Şiir yazma biçiminizi anlatır mısınız? Şiirin mutfağı sizde nasıldır?
-Şiirin de bir beni yaz arzusunun olduğu demi zamanı vardır bende. Şiir gelince yazmamak olmuyor tabii. Yazılıyor, dinlendiriliyor, rahata erince de yayımlanmaya doğru yola çıkıyor.
Günümüz şiirlerinin sorunları nelerdir? Çözüm ne olabilir? Şiirimizin bugünkü durumu hakkında neler dersiniz?

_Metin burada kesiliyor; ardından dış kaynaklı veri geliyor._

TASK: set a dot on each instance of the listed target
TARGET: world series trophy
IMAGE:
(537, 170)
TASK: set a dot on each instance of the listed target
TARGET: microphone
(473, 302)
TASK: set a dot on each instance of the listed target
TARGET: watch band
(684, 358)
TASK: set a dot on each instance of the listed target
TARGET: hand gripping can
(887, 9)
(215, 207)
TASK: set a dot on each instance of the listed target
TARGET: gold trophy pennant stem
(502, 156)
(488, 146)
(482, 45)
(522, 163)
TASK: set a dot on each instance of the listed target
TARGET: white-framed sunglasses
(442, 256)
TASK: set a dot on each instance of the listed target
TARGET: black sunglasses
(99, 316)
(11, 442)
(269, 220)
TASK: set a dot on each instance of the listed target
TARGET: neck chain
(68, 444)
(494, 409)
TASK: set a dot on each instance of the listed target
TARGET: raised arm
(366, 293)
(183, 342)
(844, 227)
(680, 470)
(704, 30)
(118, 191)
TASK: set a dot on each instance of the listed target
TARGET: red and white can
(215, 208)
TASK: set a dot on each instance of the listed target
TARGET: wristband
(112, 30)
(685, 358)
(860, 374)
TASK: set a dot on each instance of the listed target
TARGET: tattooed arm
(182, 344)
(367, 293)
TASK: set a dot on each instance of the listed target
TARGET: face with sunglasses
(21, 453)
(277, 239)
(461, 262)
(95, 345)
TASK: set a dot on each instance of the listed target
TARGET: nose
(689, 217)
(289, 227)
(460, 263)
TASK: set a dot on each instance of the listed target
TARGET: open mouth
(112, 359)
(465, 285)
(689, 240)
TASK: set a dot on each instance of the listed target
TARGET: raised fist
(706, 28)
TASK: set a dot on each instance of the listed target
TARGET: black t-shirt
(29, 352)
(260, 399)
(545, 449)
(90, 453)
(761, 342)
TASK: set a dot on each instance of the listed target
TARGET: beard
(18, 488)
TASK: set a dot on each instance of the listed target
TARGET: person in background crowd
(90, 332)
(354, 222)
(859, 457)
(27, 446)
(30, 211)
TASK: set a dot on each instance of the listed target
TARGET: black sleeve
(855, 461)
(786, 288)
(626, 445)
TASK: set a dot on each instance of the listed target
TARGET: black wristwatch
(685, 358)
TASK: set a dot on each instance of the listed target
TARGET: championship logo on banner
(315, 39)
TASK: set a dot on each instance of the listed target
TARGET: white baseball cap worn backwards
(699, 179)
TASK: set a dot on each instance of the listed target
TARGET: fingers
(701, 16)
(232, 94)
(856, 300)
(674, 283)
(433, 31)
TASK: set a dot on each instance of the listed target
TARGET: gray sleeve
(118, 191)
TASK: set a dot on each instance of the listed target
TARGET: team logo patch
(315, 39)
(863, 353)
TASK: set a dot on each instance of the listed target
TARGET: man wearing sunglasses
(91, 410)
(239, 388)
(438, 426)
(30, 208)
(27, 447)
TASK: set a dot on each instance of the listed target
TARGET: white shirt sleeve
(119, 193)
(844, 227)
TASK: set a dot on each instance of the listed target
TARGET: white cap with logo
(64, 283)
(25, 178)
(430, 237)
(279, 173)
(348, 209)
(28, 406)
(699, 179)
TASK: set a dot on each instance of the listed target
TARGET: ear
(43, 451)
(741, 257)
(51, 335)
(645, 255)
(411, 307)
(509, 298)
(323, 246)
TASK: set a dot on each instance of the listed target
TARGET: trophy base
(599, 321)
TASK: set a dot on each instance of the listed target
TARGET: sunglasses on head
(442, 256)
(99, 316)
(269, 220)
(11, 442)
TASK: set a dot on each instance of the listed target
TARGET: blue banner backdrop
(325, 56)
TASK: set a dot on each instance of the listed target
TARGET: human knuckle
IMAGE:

-Şiir yok deniliyor, iyi şiir yok deniliyor. Şiirsiz şiir gibi tanımlar günümüzün bu yeni normal zamanların açmazı içinde kendine bir sükse alanı edinmek istiyor olmalı. Şiir âlemi terk edip kendi âlemine uzletine çilehanesine çekilir mi bilemiyorum ama sanki şiirsiz bir âlemin de olamayacağını düşünüyorum. Her dönemin, çağın, zamanın bir şiir telakkisi var bu telakkiler çerçevesinde şiire yoğunlaşanlar kendilerine bir tarz bir yol bir muhteva bulup şiir olan şiiri ortaya çıkarabilirler. Şairlik istidadı olan kişi kendini boş çayırlara salmak istemez, başıboş vadilerde dolaşmak istemez. Bir de has şiirin peşine düşmüş ise kim önünde durabilir.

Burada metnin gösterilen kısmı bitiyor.